# Hash Week! (Part 1)

Last week NIST anounced the winner of its Cryptographic Hash Function Competition. After five years of review and many rounds of discussion and elimination, the winner is a hash function called Keccak, and its developers deserve many congratulations. It’s a shame hash functions aren’t better known in the general public, because not only are they a vital part of keeping data safe online, they’re one of the most interesting bits of applied math. Better still, their basic concept is not complicated at all.

Hash functions are so cool, in fact, that I want to spend several posts this week discussing them. Today we’ll just talk about what they are, and why they might be useful.

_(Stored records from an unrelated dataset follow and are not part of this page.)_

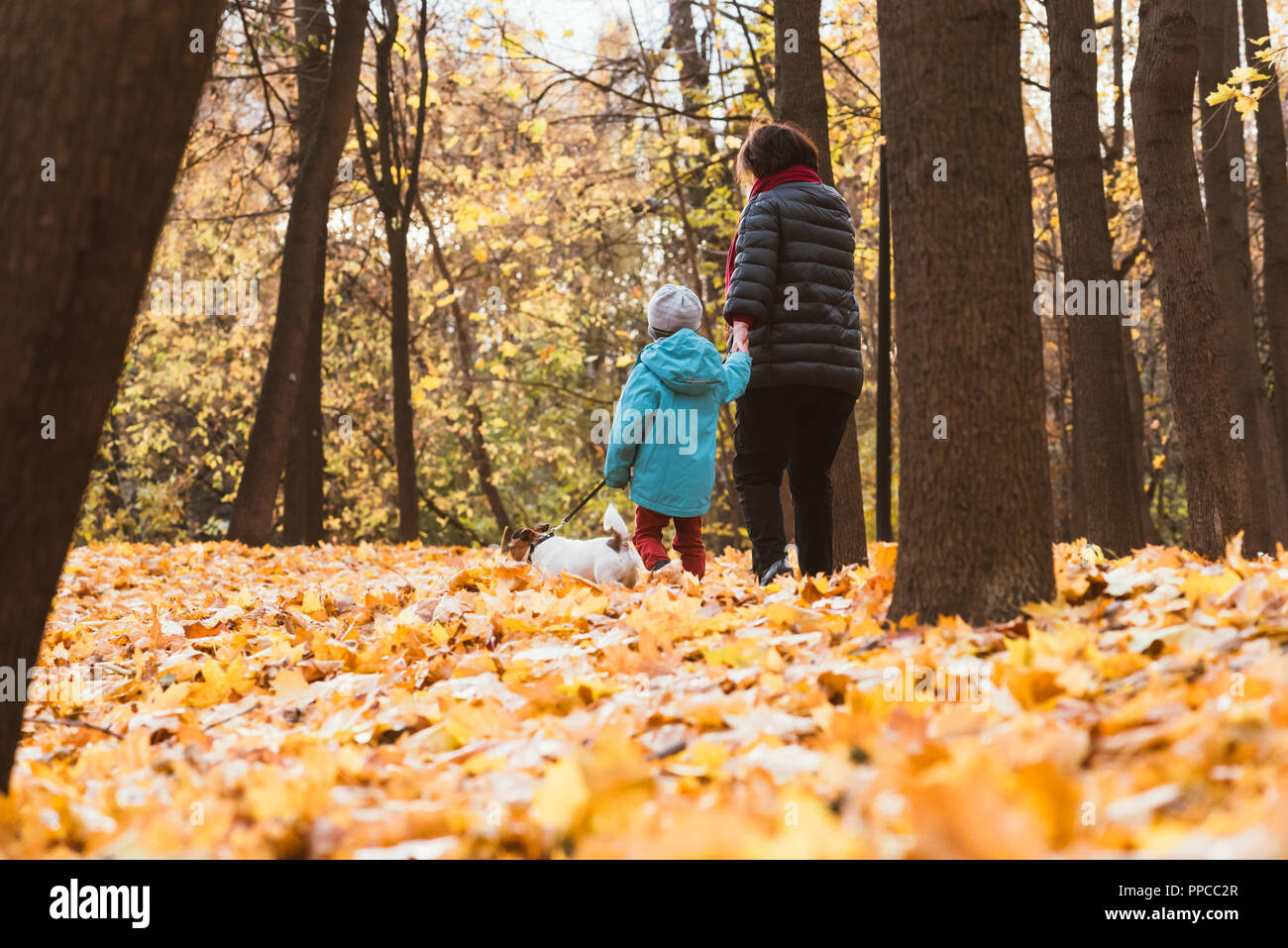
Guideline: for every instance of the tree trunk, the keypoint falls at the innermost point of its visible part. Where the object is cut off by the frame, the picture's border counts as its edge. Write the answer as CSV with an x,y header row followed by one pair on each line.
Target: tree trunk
x,y
395,207
802,98
1107,496
266,455
1228,236
102,99
305,462
1162,102
399,350
975,517
1273,178
301,487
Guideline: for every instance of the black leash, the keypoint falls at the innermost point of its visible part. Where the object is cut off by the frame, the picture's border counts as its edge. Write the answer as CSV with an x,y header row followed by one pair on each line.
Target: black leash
x,y
571,514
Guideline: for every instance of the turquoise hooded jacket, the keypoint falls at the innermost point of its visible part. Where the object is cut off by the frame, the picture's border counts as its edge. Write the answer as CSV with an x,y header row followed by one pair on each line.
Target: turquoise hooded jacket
x,y
665,425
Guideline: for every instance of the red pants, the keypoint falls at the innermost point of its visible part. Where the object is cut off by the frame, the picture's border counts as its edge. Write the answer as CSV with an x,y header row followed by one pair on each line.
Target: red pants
x,y
688,540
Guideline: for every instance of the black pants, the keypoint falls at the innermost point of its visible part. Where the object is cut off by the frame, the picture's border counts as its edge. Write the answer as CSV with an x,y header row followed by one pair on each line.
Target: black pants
x,y
798,428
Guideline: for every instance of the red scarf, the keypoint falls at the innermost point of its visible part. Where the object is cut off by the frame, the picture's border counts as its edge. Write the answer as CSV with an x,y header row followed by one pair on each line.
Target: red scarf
x,y
797,172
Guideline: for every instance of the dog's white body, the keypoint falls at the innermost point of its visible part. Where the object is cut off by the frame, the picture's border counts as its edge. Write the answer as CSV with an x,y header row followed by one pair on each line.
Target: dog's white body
x,y
603,559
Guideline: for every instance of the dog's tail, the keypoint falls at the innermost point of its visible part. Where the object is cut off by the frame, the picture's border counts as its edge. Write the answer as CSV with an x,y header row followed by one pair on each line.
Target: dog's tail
x,y
616,527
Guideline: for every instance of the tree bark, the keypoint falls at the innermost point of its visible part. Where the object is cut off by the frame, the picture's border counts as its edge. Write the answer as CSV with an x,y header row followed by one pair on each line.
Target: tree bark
x,y
975,515
106,91
301,487
1273,178
1228,235
1107,496
266,455
800,97
1162,103
397,197
399,351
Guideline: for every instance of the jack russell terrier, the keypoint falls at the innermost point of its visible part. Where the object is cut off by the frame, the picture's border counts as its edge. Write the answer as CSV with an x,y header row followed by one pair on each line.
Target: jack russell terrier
x,y
603,559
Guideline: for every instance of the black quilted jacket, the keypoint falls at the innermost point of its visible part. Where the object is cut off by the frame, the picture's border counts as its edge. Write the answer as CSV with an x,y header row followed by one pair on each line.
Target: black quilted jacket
x,y
794,277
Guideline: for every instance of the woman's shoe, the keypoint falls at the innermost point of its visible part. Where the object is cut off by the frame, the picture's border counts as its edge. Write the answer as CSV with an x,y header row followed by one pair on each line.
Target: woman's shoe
x,y
780,567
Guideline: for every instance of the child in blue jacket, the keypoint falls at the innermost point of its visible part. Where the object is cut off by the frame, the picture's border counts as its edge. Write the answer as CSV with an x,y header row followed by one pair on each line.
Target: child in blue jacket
x,y
665,428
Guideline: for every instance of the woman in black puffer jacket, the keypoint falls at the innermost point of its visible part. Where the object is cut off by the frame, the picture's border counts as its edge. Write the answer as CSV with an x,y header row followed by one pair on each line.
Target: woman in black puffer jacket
x,y
791,304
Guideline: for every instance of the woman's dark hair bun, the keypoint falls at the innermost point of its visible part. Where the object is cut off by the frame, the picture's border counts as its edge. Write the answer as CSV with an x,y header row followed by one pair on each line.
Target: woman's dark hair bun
x,y
773,149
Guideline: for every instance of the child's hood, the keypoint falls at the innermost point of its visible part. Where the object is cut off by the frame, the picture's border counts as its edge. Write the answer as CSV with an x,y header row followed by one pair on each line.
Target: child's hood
x,y
686,363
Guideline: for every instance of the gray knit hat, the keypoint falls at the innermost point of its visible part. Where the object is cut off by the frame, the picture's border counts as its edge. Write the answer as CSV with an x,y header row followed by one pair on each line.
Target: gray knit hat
x,y
674,308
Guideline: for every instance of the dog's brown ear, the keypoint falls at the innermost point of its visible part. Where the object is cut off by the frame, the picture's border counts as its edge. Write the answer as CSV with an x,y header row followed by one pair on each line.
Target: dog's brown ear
x,y
522,543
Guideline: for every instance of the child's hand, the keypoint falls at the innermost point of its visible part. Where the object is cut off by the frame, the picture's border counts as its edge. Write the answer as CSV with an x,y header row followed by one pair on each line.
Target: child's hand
x,y
738,335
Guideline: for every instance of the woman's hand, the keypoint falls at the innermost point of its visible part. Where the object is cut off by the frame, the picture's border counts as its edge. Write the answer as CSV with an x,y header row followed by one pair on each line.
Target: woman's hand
x,y
739,337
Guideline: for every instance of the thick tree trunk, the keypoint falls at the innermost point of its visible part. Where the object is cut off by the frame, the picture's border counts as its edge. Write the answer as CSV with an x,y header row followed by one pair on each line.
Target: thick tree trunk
x,y
1228,235
975,517
1273,178
1162,102
266,456
802,98
1107,496
301,487
399,351
98,101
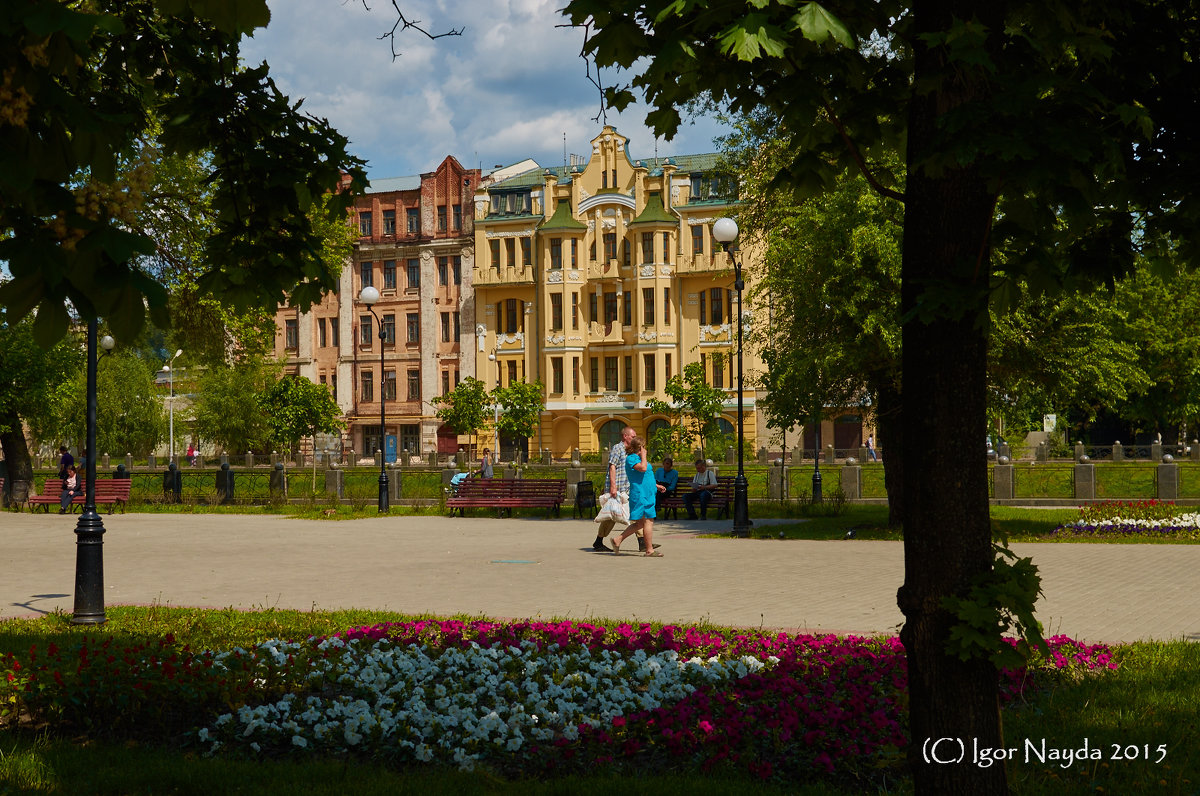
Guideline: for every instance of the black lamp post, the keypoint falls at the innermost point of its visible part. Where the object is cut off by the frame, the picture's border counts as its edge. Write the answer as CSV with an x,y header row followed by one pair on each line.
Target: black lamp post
x,y
725,231
89,608
369,297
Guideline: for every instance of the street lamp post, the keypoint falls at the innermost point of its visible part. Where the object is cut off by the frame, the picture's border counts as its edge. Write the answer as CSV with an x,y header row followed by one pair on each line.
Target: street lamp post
x,y
171,429
369,297
725,231
89,603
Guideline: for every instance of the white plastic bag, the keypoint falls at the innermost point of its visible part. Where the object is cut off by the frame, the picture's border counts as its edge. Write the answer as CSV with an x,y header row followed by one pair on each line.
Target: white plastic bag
x,y
616,509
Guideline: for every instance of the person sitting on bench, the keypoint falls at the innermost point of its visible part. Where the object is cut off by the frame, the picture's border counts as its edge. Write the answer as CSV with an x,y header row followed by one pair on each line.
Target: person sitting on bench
x,y
703,483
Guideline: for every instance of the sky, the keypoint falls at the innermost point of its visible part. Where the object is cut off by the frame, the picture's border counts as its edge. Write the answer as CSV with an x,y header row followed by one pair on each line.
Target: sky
x,y
507,89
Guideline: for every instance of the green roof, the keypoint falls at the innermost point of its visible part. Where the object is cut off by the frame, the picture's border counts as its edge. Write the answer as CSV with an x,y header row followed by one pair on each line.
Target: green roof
x,y
563,219
654,211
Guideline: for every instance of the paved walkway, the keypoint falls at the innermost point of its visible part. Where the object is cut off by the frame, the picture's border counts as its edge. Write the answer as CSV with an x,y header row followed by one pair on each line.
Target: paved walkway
x,y
546,569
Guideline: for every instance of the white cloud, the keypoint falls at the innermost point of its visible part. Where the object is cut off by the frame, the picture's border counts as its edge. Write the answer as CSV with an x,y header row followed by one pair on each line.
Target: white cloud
x,y
505,90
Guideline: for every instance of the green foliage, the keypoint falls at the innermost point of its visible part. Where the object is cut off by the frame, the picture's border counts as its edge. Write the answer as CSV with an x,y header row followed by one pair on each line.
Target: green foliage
x,y
691,414
85,85
465,410
521,407
999,602
295,408
227,406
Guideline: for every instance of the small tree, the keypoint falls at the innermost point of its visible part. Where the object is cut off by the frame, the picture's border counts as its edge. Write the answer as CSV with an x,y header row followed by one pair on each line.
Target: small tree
x,y
693,413
298,408
465,410
521,406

A hash function is just a mathematical function like any other. You put in a number, and the function spits out another number. In high school you dealt with functions like $f(x) = x^2$. Put in 2, it spits out 4. Put in 3, it spits out 9. A hash function is less predictable. It’s designed to be less predictable. In fact, a working definition of “hash function” is a function whose output is a number with no obvious relation to the input.

Computers internally represent text as numbers, so the first letter of my name – “M” – could be represented by its numeric ASCII code – 77 – and fed into a function. Here we won’t worry about the details of the text-to-number conversion. We’ll just say that it’s easy for a computer do so we’ll just write the input of the function as text (It could also be an image, movie, or any other kind of digital data.). One hash function is called CRC-32, and if we denote it c(x) some examples of its output are:

c(“Matt Springer”) = 2690866847

c(“ScienceBlogs”) = 385760650

c(“Science Blogs”) = 531647807

Even very similar inputs can result in very different outputs, as expected. It’s also important to notice that CRC-32 is a 32 bit hash, which just means every output is a number between 0 and 2^32 (which is 4,294,967,296). Of course there’s more than four billion possible pieces of data in the world, and therefore some identical inputs which will correspond to the same outputs. While two random inputs will only have a 1 in 2^32 chance of producing identical hashes, the birthday paradox means that if you have a bunch of random inputs, odds are you only need on average 2^(32/2) = 65,536 inputs before you end up with a duplicate hash. That’s not so many. There are even single words in the dictionary that have the same CRC-32 hash. Both “plumless” and “buckeroo” hash to 1306201125, for instance.

If you really really need to avoid duplicates, there no alternative but to use a hash function with a longer output. 128, 256, and 512 bits are common sizes. With a 256 bit hash, there’s 2^256 possible outputs (more than 10^77) and odds are you’d need about 2^(256/2) random messages (about 10^38) before you end up with a duplicate hash. Thee are astronomical numbers, and unless something is mathematically wrong with the particular hash function in question we will never live to see see two different inputs produce the same 256-bit hash. One 256 bit hash is called SHA-512, and my name hashed using that function is

SHA-256(“Matt Springer”) = 20005913487026535327234686971684230532576326699423435238922925367385304409606

Which is a gigantic number, and vanishingly unlikely to recur by chance for a different input.